A group of about 20 social activists, wildlife conservationists, researchers, lawyers, and media persons met from 10 to 12 April, 1997, at Bhikampura- Kishori in Alwar District, adjacent to the Sariska Tiger Reserve in Rajasthan (western India). The meeting, called by the Indian Institute of Public Administration and Kalpavriksh, and hosted by Tarun Bharat Sangh, was an attempt to initiate a dialogue between those advocating the cause of wildlife protection and those struggling to uphold the human rights of rural communities living in and around wildlife habitats. Over the last few years, conflicts have erupted in many of India's national parks, sanctuaries, and other natural habitats, between officials and NGOs involved in wildlife conservation on the one hand, and local communities and social activists on the other hand. Clashes between the Forest Department and local people are increasingly common. A top-down, centralized model of conservation, which has ignored the dependence of local communities on the resources of natural habitats, as also their traditions of conservation, is one root of this conflict; other factors include the increasing politicization and commercialization of rural areas, breakdown of traditions, and the demands made by growing populations of people and livestock, all of which clash with conservation goals.
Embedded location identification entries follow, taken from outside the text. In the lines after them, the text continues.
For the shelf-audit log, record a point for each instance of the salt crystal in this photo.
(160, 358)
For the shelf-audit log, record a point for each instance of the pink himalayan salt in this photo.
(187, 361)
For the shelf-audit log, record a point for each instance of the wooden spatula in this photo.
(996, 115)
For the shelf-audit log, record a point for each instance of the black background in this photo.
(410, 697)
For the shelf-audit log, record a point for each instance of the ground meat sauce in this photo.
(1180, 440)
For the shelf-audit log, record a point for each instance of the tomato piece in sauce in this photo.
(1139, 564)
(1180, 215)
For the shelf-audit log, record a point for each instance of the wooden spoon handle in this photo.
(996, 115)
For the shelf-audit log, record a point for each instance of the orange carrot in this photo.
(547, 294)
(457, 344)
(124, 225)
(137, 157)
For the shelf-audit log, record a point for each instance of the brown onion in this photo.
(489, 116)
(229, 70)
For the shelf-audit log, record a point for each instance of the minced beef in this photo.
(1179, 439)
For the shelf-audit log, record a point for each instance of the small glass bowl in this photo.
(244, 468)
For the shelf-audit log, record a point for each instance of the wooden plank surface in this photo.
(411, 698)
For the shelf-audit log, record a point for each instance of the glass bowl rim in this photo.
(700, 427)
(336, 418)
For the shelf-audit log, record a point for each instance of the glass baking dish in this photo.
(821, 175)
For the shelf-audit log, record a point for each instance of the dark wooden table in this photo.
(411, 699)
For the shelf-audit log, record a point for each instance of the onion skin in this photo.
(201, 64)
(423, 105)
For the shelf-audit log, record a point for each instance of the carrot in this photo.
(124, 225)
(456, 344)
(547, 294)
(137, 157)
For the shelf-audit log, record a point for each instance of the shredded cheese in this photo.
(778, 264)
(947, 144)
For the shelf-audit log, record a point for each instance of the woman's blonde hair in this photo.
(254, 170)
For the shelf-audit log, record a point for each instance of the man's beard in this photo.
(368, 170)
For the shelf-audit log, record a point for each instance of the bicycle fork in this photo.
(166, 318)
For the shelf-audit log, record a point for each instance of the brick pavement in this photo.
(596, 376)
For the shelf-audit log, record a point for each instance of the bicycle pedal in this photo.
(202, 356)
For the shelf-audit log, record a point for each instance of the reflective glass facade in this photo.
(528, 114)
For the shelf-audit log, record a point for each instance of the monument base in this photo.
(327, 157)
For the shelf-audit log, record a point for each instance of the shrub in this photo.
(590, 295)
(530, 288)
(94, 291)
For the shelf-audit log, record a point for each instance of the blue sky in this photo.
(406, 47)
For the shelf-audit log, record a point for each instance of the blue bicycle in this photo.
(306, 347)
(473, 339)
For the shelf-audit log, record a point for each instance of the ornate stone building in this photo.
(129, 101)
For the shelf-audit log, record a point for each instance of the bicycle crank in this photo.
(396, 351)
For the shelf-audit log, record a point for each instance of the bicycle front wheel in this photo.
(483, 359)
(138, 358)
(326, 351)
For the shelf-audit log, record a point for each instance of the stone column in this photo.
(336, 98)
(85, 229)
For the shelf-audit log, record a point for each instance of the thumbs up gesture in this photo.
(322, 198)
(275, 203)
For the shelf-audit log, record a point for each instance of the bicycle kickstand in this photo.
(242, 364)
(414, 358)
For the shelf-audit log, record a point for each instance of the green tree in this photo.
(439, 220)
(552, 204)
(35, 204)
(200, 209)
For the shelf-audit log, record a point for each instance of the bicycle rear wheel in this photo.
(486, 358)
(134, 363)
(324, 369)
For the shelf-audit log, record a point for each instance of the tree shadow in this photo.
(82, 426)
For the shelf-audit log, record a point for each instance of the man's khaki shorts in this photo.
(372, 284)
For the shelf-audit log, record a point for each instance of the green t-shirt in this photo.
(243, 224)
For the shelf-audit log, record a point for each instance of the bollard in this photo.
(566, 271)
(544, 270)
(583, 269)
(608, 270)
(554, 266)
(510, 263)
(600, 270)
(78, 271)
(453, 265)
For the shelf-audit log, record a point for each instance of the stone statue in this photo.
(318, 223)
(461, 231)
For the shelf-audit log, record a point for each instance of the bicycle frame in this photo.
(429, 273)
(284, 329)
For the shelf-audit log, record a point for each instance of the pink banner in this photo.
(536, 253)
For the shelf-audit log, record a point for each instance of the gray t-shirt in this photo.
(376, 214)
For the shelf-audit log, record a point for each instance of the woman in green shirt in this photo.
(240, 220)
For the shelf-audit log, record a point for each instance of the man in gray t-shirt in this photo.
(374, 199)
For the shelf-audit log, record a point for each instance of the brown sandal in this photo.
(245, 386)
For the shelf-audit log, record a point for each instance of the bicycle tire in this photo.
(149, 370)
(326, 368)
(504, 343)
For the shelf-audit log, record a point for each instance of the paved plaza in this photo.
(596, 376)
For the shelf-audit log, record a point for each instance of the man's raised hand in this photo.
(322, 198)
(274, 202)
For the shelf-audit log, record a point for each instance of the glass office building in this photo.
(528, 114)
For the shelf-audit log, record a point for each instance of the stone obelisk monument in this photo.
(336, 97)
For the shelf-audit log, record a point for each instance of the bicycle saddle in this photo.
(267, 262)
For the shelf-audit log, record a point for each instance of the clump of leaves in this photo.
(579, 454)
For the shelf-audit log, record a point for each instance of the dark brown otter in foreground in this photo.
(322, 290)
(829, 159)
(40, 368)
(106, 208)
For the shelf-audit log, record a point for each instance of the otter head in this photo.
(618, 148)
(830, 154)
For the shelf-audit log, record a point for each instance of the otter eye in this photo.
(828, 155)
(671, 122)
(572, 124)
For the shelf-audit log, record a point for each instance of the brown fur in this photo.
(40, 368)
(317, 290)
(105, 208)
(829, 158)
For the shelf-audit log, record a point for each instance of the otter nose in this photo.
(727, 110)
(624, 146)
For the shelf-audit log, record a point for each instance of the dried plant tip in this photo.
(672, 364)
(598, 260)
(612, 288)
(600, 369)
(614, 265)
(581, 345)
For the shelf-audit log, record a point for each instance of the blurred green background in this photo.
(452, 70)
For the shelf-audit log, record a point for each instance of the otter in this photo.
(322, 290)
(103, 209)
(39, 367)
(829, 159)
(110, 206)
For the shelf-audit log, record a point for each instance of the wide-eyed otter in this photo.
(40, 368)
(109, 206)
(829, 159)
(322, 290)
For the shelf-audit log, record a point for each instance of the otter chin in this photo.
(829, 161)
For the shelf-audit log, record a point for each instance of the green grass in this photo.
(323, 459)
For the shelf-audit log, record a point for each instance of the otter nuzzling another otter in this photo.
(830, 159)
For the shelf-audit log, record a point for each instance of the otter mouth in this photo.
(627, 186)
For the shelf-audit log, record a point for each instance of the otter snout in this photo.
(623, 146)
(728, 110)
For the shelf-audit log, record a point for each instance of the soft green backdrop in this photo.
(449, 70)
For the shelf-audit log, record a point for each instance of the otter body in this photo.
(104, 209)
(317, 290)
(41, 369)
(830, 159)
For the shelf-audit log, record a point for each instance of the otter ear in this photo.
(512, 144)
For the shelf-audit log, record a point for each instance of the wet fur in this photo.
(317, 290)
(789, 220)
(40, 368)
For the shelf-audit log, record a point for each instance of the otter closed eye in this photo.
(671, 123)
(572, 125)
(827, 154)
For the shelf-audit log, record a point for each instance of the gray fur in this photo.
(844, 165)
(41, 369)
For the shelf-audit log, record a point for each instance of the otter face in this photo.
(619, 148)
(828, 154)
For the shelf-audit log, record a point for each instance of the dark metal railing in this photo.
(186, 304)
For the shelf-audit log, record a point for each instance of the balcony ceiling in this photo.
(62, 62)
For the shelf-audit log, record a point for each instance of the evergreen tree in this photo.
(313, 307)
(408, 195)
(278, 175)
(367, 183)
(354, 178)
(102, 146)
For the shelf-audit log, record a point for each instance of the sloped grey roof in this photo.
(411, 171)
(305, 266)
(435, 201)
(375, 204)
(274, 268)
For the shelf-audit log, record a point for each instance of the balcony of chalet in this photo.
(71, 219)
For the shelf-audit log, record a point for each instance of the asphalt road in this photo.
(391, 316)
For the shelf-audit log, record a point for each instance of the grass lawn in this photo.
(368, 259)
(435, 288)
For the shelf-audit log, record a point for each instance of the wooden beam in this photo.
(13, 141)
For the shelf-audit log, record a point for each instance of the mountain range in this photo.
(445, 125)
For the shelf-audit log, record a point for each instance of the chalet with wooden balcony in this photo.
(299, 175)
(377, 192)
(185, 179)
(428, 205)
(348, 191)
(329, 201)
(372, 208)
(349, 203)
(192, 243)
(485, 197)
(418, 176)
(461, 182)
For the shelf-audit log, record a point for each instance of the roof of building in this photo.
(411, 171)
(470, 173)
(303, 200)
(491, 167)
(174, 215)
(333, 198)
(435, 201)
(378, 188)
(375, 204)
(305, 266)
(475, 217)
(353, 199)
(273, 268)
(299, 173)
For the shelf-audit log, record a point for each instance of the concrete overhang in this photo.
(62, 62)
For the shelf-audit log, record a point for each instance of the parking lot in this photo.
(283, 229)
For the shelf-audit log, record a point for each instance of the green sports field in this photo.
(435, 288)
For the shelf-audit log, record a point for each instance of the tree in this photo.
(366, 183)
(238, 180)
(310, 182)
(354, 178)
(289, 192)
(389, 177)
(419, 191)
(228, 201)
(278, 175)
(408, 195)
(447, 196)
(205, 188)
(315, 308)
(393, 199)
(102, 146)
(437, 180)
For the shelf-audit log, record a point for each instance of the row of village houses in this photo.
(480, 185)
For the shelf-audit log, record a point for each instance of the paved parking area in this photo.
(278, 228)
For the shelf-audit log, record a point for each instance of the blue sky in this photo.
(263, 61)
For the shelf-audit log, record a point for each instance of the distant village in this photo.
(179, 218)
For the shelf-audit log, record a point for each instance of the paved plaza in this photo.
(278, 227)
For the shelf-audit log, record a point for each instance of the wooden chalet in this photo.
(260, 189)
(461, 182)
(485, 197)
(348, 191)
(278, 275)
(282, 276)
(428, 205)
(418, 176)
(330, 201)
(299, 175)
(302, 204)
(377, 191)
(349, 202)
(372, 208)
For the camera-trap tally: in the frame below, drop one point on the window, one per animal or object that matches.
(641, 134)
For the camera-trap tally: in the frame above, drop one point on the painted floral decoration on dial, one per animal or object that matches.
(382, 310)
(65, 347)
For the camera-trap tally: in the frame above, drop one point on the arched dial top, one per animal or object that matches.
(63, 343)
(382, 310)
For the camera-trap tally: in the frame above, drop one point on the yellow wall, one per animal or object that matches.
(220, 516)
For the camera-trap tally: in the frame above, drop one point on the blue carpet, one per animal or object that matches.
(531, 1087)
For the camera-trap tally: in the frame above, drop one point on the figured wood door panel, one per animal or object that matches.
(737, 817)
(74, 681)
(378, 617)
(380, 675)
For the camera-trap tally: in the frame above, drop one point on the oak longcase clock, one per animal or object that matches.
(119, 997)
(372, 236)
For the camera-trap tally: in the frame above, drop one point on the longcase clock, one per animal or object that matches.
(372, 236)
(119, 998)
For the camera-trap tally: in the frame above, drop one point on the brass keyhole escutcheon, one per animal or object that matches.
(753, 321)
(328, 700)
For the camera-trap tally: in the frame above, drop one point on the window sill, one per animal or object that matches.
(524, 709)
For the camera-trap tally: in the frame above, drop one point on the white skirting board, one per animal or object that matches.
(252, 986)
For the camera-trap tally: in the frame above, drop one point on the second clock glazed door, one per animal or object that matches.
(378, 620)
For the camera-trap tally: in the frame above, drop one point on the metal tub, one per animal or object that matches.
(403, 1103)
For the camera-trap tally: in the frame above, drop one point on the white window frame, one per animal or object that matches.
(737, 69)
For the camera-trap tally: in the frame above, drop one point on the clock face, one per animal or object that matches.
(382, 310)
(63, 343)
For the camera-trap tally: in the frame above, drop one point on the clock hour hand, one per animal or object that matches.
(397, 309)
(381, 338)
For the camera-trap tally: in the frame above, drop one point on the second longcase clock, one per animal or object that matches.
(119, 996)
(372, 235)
Simultaneously, wildlife and wildlife habitats continue to be destroyed by the dominant industrial-commercial economy, and the rampant consumerism of the rich minority. The same governments which declared protected areas (national parks and sanctuaries) are today eager to open them up for mining, dams, industries, tourism, roads, and other so-called development projects, to the extent of being willing to even de-notify them. Activists, conservationists, and community members have increasingly felt the need to respond to these conflicts, and to explore ways of working together to conserve wildlife, ensure local people's livelihoods, and challenge destructive industrial-commercial forces. Yet dialogue among us has been limited and sporadic. This meeting was an effort to initiate a more systematic process of dialogue and mutual understanding.

The meeting agreed on a number of principles, strategies and joint actions. For further information on these, you can either request it from us or contact directly Ashish Kothari, I.P. Estate, New Delhi 110002, Tel: 91-11-3317309; Fax: 91-11-3319954; Email: akothari@kv.unv.ernet.in

The final paragraph of the meeting's statement clearly establishes its approach to conservation:

"We resolve to work together towards ensuring the conservation of species and habitats, and the traditional rights of access to resources of local communities, for which our main struggle will be against the destructive industrial-commercial economy."

Source: Ashish Kothari, Indian Institute of Public Administration, WRM News bulletin (World Rainforest Movement) Aug 1997--ASIA

Save the Gulf of Mannar

The Rs 1200 crore Sethu Samudram Ship Canal Project on the coast of Tamil Nadu entails the dredging of a canal across the Gulf of Mannar to facilitate sea travel between the East and West coasts of India without ships having to go around the southern tip of Sri Lanka.

The Gulf of Mannar is one of India's most biologically diverse coastal regions. Over 3600 species of plants and animals exist in this area. The sea grass beds along the coast are among the largest remaining feeding grounds for the globally endangered dugong. Additionally five species of marine turtles , innumerable fish, mollusks and crustaceans also feed there.

More than 50,000 people in 138 villages and towns spread over five districts rely directly on the fishery resources of the waters of the Gulf of Mannar.

Despite international recognition of the bio diversity potential of Gulf of Mannar, the shipping canal project seems posed for taking off. Bombay Natural History society (BNHS) is mobilizing public opinion and funds to campaign for the Sethu Samudram Project being dropped permanently.

The government has since approved a feasibility study and environment impact assessment at a project cost of Rs. 4.8 crore.

Is it time that we considered the creation of 'Marine Reserves'?